Montenegro will have an important opportunity to finish the adventure it started two and a half years ago in the presidential elections which will be held in a little over a month. In just two and a half years, Montenegro, from being one of the flagships of the pro-Western Balkans, became an unreliable, chaotic and self-destructive semi-satellite of Russia.

From one of the most stable Balkan states, which had neither the Kosovo issue nor the Bosnian-Herzegovinian chaotic state structure on its back, Montenegro became the epicentre of regional instability.

Moscow rejoices when one NATO member does not function and when people from its government work to turn the Montenegrin ship away from the EU and NATO, in order to sail towards Russia. When the threat of a conflict between political opponents hangs in the air, it is worth its weight in gold for the Russian cause in Ukraine.
It is even more valuable if the problems worsen in Bosnia and Herzegovina. For this purpose, the political leaders of two out of the three constituent nations would serve Russian interests. The Serbian one has not even tried to mask its connection with Russia and Vladimir Putin personally. Along with Belarus and Lukashenko, Milorad Dodik is the only political leader in Europe who openly stands by Russia and its president during Russian destruction of independent and sovereign Ukraine.

Another, somewhat less open, but no less useful for Russia, leader of the Croats in BiH, Dragan Čović, plays an important role in the Russian idea of keeping the Balkans on the brink of conflict, while the aggression in Ukraine continues. “Russia’s player number two in Bosnia”, as the local media call him, Čović, tried his best not to condemn Russian aggression. Dodik is his main internal partner. He sought political support directly from Russia and Putin, and he said that Russia should have a stronger role and a greater presence in Bosnia and Herzegovina.

And that is why the thawing of relations between Belgrade and Zagreb, which was recently initiated by Aleksandar Vučić and carried out through Ivica Dačić, but also through the meeting with Andrej Plenković in Davos, is important for the relations of the two largest Western Balkan countries, which have not communicated for years. But it must also be observed in the light of the de-radicalisation of the situation in Bosnia and Herzegovina, where disruptive and pro-Russian actors are those on whom Belgrade and Zagreb have the greatest influence.

The EU’s decision to accept BiH’s candidacy for membership in the Union, not so much on its merits, but as a hand extended and a sign that it has not been written off after all, serves the same purpose.

The US ignoring of the technical government in Podgorica, which has been working for too long without any legitimacy, and because of its policies that dragged the country off course towards the EU, is aimed at the same goal. Derek Schole, adviser to the Secretary of State, simply bypassed Podgorica during his January tour of the Western Balkans.

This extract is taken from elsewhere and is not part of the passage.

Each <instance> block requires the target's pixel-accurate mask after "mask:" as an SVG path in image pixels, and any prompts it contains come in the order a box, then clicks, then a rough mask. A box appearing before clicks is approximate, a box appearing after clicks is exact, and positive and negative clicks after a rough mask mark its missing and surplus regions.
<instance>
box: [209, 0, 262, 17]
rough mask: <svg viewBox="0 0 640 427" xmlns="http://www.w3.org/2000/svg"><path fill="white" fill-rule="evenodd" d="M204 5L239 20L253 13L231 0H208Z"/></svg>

When it comes to Kosovo, as one of the points in the plan for the consolidation of the Balkans, the US blockade of Kosovo’s application for membership in the Council of Europe has the same goal, until Pristina forms the Community of Serb Municipalities. Although Serbia has shown great patience and constructiveness since the very beginning of the negotiations over Kosovo, it has never received such a strong signal of support from Western mediators, as the US did with the blockade of Kosovo’s entry into the Council of Europe. It is part of the US strategy to pacify the Balkan neuralgic points. Some concessions must also be made to Belgrade.

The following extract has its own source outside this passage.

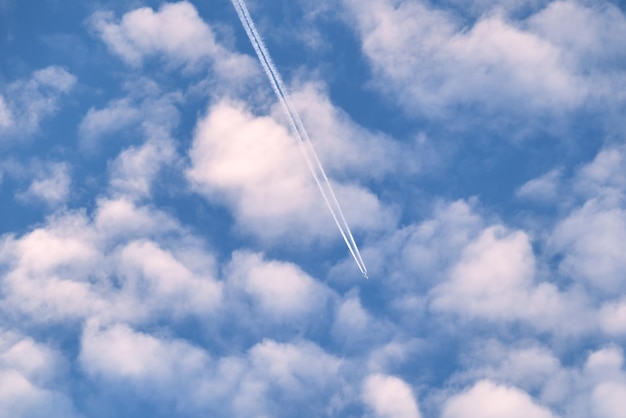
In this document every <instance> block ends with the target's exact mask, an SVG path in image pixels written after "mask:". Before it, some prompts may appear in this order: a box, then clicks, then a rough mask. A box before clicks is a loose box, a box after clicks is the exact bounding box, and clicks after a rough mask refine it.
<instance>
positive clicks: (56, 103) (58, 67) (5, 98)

This approach to solving seemingly different and unrelated crises in the Balkans has a high chance of success. Not only because it is applied by the most powerful country in the world, but also because it correctly concluded that they are interconnected and feed each other with their destruction.

Solving just one knot, any knot, would not bring peace to the entire region. Postponing any of them, until some others are resolved, would not lead the region out of the danger zone. Because in all of the Balkan explosive points stands Russian readiness to turn it into flames. And there is less and less patience for that.